The HPC agreed to grant a new certificate of appropriateness on the condition that detailed specs for the proposed six over six double hung windows be provided.

Another Galvan property before the HPC this morning was 25 Union Street, a house that has stood vacant for close to twenty years and has been owned by Galvan since 2011. 

Walter Chatham, who was presenting the project on behalf of Galvan, posited that this was a very old house, "almost medieval," and its original design was inspired by architecture in Nantucket. Based on this premise, the proposal was to strip off the Italianate door and window ornamentation, likely added in the mid-19th century, and redesign the doorway based on something seen in a book on Nantucket architecture--to make it, in the words of Chatham, "what a harbor house in early Hudson would have been."

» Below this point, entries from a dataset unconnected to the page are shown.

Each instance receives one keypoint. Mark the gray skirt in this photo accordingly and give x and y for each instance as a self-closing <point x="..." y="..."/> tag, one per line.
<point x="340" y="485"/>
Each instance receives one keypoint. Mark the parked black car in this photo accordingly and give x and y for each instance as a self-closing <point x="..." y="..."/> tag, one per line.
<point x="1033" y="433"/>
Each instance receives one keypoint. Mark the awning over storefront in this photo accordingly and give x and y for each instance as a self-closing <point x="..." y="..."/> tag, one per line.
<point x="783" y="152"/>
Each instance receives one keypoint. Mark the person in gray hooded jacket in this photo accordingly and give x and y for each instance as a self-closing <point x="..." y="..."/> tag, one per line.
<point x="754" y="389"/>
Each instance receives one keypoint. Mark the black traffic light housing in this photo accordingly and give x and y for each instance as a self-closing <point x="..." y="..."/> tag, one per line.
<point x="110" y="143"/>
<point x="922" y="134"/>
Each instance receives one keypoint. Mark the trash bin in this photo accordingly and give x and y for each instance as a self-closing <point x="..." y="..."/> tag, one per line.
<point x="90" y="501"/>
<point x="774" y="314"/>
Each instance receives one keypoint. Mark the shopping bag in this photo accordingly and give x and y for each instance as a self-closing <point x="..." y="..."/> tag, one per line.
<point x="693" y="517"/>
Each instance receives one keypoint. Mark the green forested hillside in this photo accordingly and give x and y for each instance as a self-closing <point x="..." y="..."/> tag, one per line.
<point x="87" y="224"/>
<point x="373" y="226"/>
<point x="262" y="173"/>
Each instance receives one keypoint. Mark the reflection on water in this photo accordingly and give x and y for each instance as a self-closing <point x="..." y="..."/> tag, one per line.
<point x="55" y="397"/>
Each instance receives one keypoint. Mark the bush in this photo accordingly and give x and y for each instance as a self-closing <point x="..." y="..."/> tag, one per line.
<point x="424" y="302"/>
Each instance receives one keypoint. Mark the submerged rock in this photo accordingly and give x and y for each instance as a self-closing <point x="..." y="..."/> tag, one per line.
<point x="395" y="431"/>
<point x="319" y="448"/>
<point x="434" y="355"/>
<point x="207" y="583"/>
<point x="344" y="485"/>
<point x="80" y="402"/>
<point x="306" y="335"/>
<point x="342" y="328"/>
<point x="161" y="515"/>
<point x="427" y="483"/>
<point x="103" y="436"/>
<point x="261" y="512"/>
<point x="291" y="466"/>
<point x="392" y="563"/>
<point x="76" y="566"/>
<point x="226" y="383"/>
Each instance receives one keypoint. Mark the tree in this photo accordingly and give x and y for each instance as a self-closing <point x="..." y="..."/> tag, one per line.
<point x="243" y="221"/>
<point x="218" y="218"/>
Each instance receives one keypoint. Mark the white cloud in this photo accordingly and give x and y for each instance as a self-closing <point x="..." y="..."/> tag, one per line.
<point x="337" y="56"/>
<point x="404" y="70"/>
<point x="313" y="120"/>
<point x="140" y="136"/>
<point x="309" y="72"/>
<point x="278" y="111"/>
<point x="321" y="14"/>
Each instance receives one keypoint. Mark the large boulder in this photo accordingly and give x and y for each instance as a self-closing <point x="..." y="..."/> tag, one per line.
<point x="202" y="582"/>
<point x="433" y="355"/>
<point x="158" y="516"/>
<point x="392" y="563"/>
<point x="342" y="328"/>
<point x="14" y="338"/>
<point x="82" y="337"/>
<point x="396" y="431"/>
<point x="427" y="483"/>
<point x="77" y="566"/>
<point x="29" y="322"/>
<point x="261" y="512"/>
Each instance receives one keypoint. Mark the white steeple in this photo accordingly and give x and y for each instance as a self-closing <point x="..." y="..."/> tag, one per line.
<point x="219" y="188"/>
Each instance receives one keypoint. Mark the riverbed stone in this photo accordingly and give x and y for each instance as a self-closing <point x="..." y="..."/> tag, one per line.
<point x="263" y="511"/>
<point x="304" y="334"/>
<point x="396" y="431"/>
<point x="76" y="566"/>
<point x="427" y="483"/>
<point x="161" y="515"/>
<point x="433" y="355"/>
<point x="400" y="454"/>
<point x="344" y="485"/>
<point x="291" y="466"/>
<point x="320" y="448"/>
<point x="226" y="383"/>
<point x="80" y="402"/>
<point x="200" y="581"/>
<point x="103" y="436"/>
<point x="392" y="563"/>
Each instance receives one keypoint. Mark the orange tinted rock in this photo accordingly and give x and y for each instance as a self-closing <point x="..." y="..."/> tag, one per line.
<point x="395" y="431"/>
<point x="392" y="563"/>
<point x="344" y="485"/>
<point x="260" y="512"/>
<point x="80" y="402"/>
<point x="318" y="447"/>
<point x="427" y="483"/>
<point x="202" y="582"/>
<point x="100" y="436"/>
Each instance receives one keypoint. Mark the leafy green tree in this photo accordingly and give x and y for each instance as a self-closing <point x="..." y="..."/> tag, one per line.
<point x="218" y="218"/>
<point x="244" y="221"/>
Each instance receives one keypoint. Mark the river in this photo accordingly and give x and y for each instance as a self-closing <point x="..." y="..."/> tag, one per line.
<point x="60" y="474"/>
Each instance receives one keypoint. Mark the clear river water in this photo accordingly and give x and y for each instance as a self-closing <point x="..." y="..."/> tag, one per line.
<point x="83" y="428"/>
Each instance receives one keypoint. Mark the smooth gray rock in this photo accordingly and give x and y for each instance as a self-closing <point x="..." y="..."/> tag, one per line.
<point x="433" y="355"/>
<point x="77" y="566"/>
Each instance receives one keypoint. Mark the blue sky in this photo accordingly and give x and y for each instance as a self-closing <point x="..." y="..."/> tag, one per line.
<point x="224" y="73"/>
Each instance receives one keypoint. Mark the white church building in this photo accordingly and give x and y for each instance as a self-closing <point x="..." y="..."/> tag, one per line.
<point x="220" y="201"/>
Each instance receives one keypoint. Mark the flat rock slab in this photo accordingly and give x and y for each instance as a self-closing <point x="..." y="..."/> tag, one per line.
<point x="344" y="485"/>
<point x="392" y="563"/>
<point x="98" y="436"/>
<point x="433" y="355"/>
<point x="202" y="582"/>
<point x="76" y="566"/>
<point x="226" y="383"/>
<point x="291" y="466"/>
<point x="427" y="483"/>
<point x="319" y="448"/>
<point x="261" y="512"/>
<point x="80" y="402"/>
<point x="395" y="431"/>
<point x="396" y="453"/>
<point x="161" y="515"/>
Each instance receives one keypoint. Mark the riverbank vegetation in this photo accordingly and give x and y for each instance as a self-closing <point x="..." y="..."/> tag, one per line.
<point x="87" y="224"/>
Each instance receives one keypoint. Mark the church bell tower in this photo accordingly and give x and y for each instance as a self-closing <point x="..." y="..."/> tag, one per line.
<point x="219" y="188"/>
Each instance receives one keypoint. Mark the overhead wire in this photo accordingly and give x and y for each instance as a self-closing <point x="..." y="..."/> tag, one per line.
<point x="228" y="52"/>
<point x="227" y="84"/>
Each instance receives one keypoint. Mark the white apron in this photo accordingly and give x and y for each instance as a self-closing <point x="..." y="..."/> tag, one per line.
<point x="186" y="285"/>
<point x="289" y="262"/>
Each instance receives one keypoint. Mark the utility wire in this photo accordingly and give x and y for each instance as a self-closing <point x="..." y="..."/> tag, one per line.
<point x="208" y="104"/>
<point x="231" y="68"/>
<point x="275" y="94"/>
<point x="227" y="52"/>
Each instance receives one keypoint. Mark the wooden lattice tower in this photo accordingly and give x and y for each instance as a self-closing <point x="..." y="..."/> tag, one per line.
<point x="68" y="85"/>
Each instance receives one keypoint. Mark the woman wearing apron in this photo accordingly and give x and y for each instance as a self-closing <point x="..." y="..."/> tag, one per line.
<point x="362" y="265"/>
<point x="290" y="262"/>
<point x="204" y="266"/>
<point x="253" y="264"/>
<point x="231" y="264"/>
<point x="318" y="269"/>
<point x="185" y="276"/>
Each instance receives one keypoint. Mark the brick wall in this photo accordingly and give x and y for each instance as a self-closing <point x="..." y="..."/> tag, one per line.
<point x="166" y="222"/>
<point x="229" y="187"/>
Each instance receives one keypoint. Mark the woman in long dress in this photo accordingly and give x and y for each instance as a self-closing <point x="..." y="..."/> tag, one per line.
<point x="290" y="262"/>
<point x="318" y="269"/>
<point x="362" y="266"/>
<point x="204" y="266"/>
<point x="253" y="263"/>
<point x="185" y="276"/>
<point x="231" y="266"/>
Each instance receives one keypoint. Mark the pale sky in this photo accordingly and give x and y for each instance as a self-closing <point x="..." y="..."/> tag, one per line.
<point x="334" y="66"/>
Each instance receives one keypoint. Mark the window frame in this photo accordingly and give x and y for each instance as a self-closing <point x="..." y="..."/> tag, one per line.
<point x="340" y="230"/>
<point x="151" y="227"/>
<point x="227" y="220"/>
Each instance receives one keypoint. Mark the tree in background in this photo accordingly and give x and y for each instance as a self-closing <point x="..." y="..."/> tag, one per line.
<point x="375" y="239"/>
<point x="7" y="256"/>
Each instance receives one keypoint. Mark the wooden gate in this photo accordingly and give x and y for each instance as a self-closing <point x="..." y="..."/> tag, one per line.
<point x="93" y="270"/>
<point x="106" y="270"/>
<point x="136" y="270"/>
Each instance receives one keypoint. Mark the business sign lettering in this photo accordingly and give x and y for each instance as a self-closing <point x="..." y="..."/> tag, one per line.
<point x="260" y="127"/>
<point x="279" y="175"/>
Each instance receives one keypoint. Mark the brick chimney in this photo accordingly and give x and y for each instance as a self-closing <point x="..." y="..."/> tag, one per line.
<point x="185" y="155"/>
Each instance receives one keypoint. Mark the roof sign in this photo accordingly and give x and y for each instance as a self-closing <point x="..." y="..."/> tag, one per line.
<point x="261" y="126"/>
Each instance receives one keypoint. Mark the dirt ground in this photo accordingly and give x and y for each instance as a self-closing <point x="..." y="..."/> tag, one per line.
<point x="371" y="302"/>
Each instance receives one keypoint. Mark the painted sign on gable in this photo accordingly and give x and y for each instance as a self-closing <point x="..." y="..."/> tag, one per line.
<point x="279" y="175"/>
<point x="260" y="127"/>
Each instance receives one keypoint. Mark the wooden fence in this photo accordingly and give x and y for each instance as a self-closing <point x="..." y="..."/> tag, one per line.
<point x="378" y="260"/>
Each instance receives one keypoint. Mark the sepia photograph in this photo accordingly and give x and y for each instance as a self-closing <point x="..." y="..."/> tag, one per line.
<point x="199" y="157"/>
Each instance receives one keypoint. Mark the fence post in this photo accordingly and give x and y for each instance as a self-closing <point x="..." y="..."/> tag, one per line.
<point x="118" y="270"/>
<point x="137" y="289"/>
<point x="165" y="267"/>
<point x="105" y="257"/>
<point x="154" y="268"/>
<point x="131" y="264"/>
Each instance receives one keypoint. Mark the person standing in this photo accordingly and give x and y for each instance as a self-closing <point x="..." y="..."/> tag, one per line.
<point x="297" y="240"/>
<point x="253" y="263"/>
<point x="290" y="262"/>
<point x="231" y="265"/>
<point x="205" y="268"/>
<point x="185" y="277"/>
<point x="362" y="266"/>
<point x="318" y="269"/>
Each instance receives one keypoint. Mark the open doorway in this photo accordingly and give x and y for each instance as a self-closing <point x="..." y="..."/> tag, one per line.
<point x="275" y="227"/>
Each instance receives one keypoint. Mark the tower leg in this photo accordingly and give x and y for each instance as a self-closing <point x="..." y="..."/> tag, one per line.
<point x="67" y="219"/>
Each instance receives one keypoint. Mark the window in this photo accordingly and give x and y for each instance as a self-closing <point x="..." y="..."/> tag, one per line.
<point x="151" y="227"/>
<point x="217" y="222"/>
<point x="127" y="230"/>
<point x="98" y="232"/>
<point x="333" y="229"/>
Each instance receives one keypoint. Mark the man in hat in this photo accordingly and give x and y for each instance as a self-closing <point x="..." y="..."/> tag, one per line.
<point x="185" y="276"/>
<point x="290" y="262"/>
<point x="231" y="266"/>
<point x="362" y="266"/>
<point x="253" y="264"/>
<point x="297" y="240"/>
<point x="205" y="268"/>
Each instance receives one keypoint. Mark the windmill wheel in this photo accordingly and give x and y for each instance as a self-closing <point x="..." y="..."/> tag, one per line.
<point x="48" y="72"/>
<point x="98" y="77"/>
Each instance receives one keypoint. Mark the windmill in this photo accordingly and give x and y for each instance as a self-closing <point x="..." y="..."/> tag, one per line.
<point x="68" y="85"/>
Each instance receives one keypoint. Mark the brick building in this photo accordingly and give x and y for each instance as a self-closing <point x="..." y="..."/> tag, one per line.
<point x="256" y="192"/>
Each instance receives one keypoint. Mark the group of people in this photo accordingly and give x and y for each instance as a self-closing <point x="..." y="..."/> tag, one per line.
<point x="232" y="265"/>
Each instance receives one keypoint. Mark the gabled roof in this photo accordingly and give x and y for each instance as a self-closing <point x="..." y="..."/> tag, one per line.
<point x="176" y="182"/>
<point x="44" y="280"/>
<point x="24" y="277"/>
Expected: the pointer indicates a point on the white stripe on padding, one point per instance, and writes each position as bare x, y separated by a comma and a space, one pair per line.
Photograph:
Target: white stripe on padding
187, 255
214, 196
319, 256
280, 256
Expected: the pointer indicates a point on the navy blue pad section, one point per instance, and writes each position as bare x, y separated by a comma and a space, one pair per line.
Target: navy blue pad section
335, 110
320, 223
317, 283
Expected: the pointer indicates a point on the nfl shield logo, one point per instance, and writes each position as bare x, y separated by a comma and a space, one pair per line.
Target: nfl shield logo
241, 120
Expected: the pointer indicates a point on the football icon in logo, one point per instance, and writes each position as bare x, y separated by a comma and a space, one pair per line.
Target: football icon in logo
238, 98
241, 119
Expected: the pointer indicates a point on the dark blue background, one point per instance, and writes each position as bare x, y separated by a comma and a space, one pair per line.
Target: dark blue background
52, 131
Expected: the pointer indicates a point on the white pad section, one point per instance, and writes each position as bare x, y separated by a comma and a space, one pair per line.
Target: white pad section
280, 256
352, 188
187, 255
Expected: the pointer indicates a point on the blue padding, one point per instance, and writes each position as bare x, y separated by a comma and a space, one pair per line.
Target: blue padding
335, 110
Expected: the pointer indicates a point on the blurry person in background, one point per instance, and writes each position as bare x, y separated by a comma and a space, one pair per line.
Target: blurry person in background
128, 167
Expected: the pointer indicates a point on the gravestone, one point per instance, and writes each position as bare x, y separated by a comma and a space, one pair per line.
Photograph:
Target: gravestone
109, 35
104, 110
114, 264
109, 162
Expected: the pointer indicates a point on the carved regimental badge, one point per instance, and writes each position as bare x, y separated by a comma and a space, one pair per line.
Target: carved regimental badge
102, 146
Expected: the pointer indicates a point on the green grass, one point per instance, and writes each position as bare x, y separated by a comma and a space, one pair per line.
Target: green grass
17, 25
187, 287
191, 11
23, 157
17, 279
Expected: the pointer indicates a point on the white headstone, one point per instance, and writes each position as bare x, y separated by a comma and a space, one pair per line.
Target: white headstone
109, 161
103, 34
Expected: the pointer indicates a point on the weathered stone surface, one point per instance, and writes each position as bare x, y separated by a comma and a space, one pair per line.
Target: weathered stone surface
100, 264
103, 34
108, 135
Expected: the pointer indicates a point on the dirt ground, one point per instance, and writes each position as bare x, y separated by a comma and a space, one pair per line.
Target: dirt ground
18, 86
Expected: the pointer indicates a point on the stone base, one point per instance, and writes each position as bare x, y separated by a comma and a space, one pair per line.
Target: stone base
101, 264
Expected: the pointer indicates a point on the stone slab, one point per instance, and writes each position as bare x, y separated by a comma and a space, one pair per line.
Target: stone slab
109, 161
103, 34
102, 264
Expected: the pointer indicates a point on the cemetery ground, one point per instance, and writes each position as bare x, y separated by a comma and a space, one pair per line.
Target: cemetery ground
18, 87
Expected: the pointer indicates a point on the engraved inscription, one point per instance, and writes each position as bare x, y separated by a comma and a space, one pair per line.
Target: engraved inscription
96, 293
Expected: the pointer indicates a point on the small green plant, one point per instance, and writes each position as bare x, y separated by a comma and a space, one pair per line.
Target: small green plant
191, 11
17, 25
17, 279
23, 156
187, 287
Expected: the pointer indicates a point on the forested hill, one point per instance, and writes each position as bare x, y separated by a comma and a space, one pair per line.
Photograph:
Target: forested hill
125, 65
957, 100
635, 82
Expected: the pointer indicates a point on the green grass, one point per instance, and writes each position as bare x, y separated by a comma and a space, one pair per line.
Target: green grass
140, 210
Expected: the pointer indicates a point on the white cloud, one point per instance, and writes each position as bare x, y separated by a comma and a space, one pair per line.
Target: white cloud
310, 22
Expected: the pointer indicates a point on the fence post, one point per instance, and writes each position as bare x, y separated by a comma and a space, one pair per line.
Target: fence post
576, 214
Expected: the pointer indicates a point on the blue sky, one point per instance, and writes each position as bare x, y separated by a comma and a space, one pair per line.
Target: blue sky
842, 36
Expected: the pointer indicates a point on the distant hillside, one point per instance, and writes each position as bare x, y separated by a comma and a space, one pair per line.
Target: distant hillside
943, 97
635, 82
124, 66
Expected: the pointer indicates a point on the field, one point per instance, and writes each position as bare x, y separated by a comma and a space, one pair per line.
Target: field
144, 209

The HPC wisely rejected that proposal. Bohl called the details proposed to be removed "all characteristic of Hudson, if not characteristic of Nantucket" and added, "That doesn't apply here." Schobel recommended, "Rather than redesign what may have been, restore as much as possible." 

In the end, it was decided that the application was incomplete. During the review of the proposal, it was revealed that the house, when last occupied, had been a two-family house. It is being restored to be a single family residence.

Another project of interest on the agenda was 432 Warren Street, a building that made Gossips' list of "Nine Not to Ignore" last year. 

Photo: Zillow
The building is to get a fourth floor, set back so that it is not visible from the street, a re-created storefront, guided by an 1888 photograph of the building, and a complete restoration.

When the restoration is complete, the building will contain retail space and seven apartments. 

Needless to say, the HPC was enthusiastic about what was proposed and granted the project a certificate of appropriateness.

The HPC meeting also yielded a bit of interesting intel. A new sign was approved for 136 Warren Street, where Vico used to be. A new restaurant will be opening there soon, specializing in "classic Arabian food reimagined": Bistro Mashriq.